Can C++ automatic variables vary in size? - c++

In the following C++ program:
#include <string>
using namespace std;
int main()
{
string s = "small";
s = "bigger";
}
is it more correct to say that the variable s has a fixed size or that the variable s varies in size?

It depends on what you mean by "size".
The static size of s (as returned by sizeof(s)) will be the same.
However, the size occupied on the heap will vary between the two cases.
What do you want to do with the information?

i'll say yes and no.
s will be the same string instance but it's internal buffer (which is preallocated depending on your STL implementation) will contain a copy of the constant string you wanted to affect to it.
Should the constant string (or any other char* or string) have a bigger size than the internal preallocated buffer of s, s buffer will be reallocated depending on string buffer reallocation algorithm implemented in your STL implmentation.

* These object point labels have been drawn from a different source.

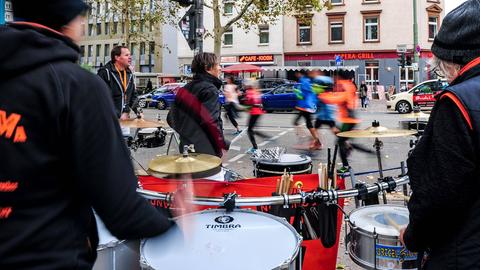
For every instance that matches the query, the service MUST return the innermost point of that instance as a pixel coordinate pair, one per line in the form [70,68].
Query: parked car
[420,95]
[280,98]
[160,98]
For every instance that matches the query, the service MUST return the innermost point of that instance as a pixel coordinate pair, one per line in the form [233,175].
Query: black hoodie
[61,154]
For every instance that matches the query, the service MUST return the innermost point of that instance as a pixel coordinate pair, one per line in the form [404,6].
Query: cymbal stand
[378,146]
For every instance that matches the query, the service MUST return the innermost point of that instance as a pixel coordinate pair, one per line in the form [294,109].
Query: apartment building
[262,45]
[366,34]
[154,52]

This is going to lead to a dangerous discussion because the concept of "size" is not well defined in your question.
The size of a class s is known at compile time, it's simply the sum of the sizes of it's members + whatever extra information needs to be kept for classes (I'll admit I don't know all the details) The important thing to get out of this, however is the sizeof(s) will NOT change between assignments.
HOWEVER, the memory footprint of s can change during runtime through the use of heap allocations. So as you assign the bigger string to s, it's memory footprint will increase because it will probably need more space allocated on the heap. You should probably try and specify what you want.

The std::string variable never changes its size. It just refers to a different piece of memory with a different size and different data.

Neither, exactly. The variable s is referring to a string object.
#include <string>
using namespace std;
int main()
{
string s = "small"; //s is assigned a reference to a new string object containing "small"
s = "bigger"; //s is modified using an overloaded operator
}
Edit, corrected some details and clarified point
See: http://www.cplusplus.com/reference/string/string/ and in particular http://www.cplusplus.com/reference/string/string/operator=/
The assignment results in the original content being dropped and the content of the right side of the operation being copied into the object. similar to doing s.assign("bigger"), but assign has a broader range of acceptable parameters.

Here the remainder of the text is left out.